Museums in the crucible

In Uncategorized on June 25, 2009 at 7:36 pm

A recent article from ARTnews magazine shed light on a big question mark in the art world: the future of museums. The recent economic hardships have forced many museums to make cutbacks and painful sacrifices. However, as Jessica Starr noted, museums have also ramped up efforts by promoting many free events, extending hours, or eliminating entrance fee during certain hours. In times of hardships, museums become desperate to draw new audiences for the future.

This new fervor for marketing seems to be caused by more than the harsh economic climate. Perhaps museums are now forced to respond to an ever-changing contemporary culture. Now, more than ever, museum staff and administrators are looking back to its true mission and trying to change the image of these institutions from being a stuffy, cold box filled with pictures to an interactive and accessible cultural environment by using new technologies and marketing tools.

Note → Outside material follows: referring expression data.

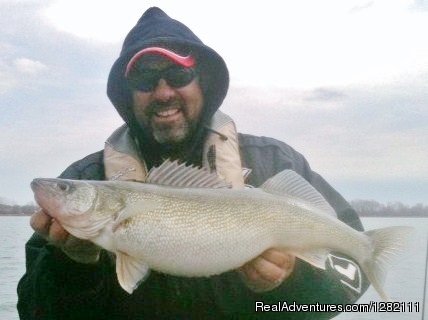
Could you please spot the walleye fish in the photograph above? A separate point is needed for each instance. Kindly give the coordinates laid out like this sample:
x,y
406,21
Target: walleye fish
x,y
185,221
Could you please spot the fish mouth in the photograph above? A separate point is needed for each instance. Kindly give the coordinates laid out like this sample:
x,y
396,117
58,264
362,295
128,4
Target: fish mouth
x,y
43,190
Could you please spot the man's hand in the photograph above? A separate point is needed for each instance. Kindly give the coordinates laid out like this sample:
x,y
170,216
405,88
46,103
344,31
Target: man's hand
x,y
79,250
268,270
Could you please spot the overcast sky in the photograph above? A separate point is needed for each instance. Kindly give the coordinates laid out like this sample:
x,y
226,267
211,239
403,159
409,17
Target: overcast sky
x,y
343,82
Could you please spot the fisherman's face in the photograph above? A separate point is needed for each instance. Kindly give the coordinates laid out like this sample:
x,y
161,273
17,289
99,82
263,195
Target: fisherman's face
x,y
170,113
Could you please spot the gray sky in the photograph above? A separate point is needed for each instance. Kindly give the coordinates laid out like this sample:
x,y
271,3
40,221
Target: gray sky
x,y
343,82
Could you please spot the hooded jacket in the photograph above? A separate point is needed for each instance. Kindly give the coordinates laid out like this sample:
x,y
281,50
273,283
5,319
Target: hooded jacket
x,y
156,28
56,287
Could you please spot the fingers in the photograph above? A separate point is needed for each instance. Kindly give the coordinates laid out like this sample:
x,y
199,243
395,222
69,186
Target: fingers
x,y
268,270
48,227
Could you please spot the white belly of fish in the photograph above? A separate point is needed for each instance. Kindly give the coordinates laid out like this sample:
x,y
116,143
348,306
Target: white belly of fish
x,y
213,231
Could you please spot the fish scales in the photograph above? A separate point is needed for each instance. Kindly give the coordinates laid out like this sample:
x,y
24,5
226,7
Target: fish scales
x,y
187,230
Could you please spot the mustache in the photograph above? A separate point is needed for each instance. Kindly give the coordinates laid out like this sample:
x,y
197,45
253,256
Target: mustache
x,y
157,106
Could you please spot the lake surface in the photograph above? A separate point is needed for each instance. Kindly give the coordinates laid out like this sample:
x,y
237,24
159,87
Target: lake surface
x,y
404,283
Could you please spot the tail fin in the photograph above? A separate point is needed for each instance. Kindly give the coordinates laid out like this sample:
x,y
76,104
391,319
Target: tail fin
x,y
387,243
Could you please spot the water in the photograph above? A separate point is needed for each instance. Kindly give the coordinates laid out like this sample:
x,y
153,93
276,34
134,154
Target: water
x,y
405,281
14,232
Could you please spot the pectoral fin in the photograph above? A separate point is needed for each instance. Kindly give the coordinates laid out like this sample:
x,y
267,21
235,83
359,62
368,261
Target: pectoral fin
x,y
130,271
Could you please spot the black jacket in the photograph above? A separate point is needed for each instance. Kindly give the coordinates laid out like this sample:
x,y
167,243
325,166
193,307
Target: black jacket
x,y
55,287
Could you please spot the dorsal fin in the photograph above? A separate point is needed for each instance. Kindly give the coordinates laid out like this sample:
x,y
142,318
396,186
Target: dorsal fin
x,y
179,175
289,183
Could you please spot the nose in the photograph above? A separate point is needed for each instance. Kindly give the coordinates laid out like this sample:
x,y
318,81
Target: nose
x,y
163,91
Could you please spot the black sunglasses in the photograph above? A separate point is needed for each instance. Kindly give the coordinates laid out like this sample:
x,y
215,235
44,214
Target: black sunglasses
x,y
146,80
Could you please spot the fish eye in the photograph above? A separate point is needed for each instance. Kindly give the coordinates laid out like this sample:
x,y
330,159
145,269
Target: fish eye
x,y
63,186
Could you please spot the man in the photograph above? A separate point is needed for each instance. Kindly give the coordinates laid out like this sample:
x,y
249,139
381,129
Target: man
x,y
167,86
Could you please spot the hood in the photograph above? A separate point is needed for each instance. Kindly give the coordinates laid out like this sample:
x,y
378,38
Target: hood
x,y
155,27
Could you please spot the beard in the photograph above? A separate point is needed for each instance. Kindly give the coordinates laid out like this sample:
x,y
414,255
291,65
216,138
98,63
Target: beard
x,y
173,132
178,133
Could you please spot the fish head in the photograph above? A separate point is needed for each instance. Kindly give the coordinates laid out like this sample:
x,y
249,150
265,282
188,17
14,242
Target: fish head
x,y
64,198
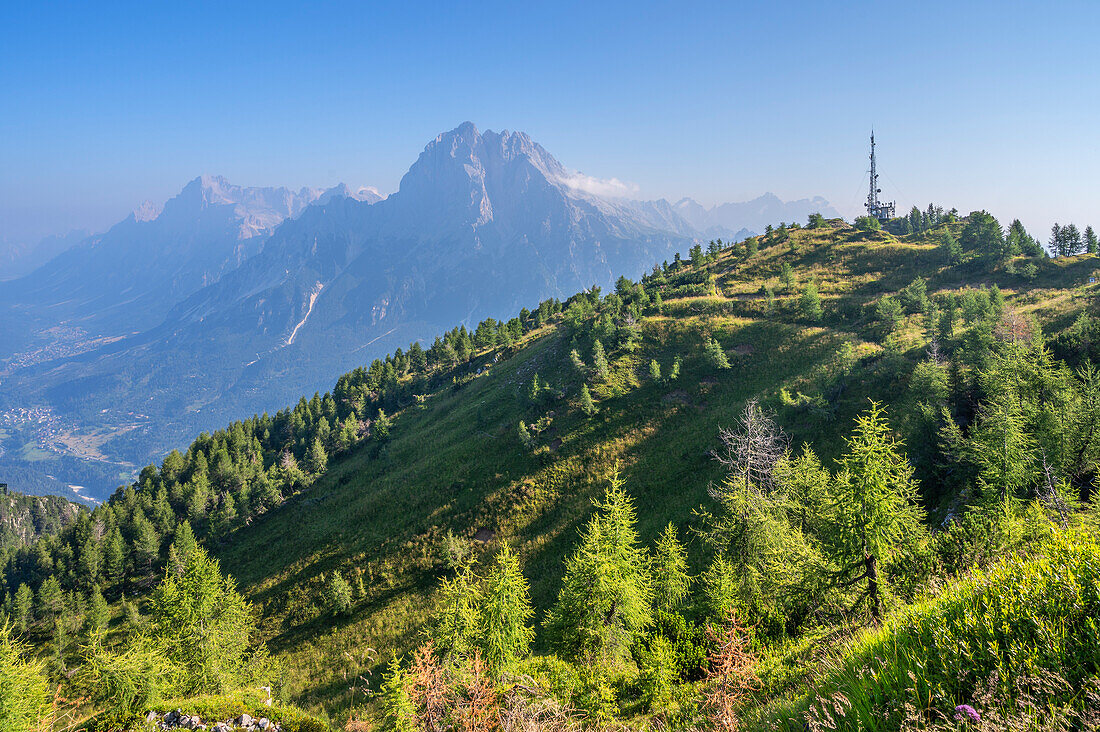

a photograph submitted by G. Rowland Williams for Metropolitan Museum of Art sponsored contest for its visitors

There are some, however, that disagree with this new turn in direction. Timothy Rub, director of the Cleveland Museum of Art comments,

I do not think this is a time that museums need to take, due to economic circumstances, a radical new direction…it’s precisely the kind of time when it’s imperative to reaffirm the fundamental mission of museums: curatorial work, conservation, and education. Marketing and special events are less a core function of museum work than curatorial work is.

While this belief urges everyone to be cautious and not be fooled by the effects of the fickle economy, no one can ignore this startling statistic: while school programs brought more than 3 million children into AAMD-member (Association of Art Museum Directors) museums last year, by 2034, when the minority will become the majority, only 9% of these children would have visited a museum. There is a huge discrepancy between the current museum audiences and the reality of the population. If something does not change, “…we’ll be out of business by 2034,” said Julian Zugazagoitia, director of El Museo del Barrio.

Only time will tell whether some of these age-old institutions will adapt to the digital era. Meanwhile, keep your eyes peeled out for innovative programs and free events at a museum near you!